One easy way to find out what your asset allocation is is to use an online tool like Personal Capital. You can link all your accounts to the app and it will (mostly automatically) classify your accounts’ content in the proper asset class. It has the added benefit of updating it regularly so once it’s set up, you do not have to redo your calculations and can instead focus on maintaining the asset allocation you determined.
But let’s take the example of David, a 30-something on its way to FI, who bought a house several years back and has been diversifying its investments early in his career. David is a hard worker and he would like to work out his asset allocation in a spreadsheet to understand the mechanics and the impact of each account on the overall allocation.
1. Use a template
I am proposing below a generic template that I used myself to determine my initial asset allocation and I’ve listed all of David’s accounts, some of the most common account types. You could have more or less accounts to list, the idea is to capture here 100% of where your money is invested in assets.
On the left, the 4 major asset classes are represented : stocks, real estate, bonds and cash, which is where David will enter the asset allocation for each of the accounts listed.
On the right, he will enter the Account Value in $. The % of the total is an added calculation that I would recommend to get a better idea of the proportion of each account in the total.
2. Identify the asset class(es) in each account
Once all accounts are listed, David will log in all of his accounts to find out how they are allocated on the different asset classes. Typically, only the investment accounts like 401k, IRA, post-tax accounts will have a mix of assets, the other will be 100% stocks (eg. company stock), 100% real-estate (eg. house), 100% bonds (bonds or loans to individuals) or 100% cash (checking, savings, …).
3. Determine your overall Asset Allocation
Now that David was able to collect all asset allocations, to find the Overall Asset Allocation, 2 additional calculations are required:
- Sum all your accounts values: this is the aggregate value of all accounts combined. David’s total here is 335k$
- Determine the Weighted Average Asset Allocation per asset type: this sounds super fancy but luckily Excel has a super useful function in the name of sumproduct. See the screenshot below. Duplicate for each asset type and voilà!
The document is available here as a Google Spreadsheet
The 4 values you obtain in the lower left part of the table is your current Asset Allocation. The total of all 4 should be 100%.
In David’s example :
The Overall Asset Allocation is 36%/33%/13%/19%.
Considering David’s a 30-something mid-career, this is a relatively balanced portfolio and it would probably be considered ‘conservative’ and some observations can be done:
- The exposure to stocks at 36% could be higher and the allocation to cash at 19% could be lower. David could for example increase his potential return by investing some of his cash into stocks. Or maybe David needs a lot of cash on hand because his spend is high and his Savings Rate is low?

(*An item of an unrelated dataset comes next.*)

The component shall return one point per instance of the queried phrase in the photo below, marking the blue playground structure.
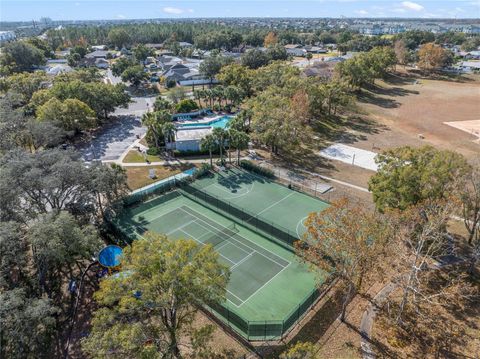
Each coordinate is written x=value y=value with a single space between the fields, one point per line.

- Even though David’s house represents the largest account in his portfolio at 31% of the total, the dominating asset class remains Stocks at 36% because he is invested in stocks through 4 of his accounts. If David’s company matches his contributions in his 401k, he might increase his stock exposure quicker than he increases his real-estate exposure. In a few years, a rebalancing might be necessary to not be overweight stocks.
- While David’s allocation is diversified and his company stock represents only 9% of his total, it represents a quarter of his stocks exposure (9%/36%). Regardless of the level of diversification he can have in his portfolio, 25% of his stocks holding are in 1 stock, the stock of the company that gives him his paycheck. It might be fine, but this shouldn’t be ignored.
Another very important point is that David has a lot of cash with 60k$.
David should create a dedicate account that will be his Emergency Fund where he will park the equivalent of 6-12 months of living expenses in cash. This fund is the ‘just in case’ cushion that will allow David to never be forced to sell parts of his investments to meet a cash demand. Once this fund is created, the excess of cash should then be invested in the other instruments available in his portfolio. The Emergency Fund should be labeled as such, be left untouched and be excluded from any asset allocation calculation since it does not qualify as an investment, but rather a safety net.
The Emergency Fund is cash only and should always be excluded from the Asset Allocation calculation because it is NOT an investment.
This X-ray analysis of David’s accounts allows him to understand where his money is currently invested in, how diversified his finances really are and where his allocation is potentially overweight already. There are no good or bad allocation, it depends on each individual’s expectations, risk tolerance and time-horizon.
However, if a windfall comes his way, or if David decides to implement an automatic investment strategy, this gives him some insight on the areas that might need more focus than others.
Readers, have you followed David’s steps and calculated your current Asset Allocation? Have you been surprised by some of the results? What have you done to address them?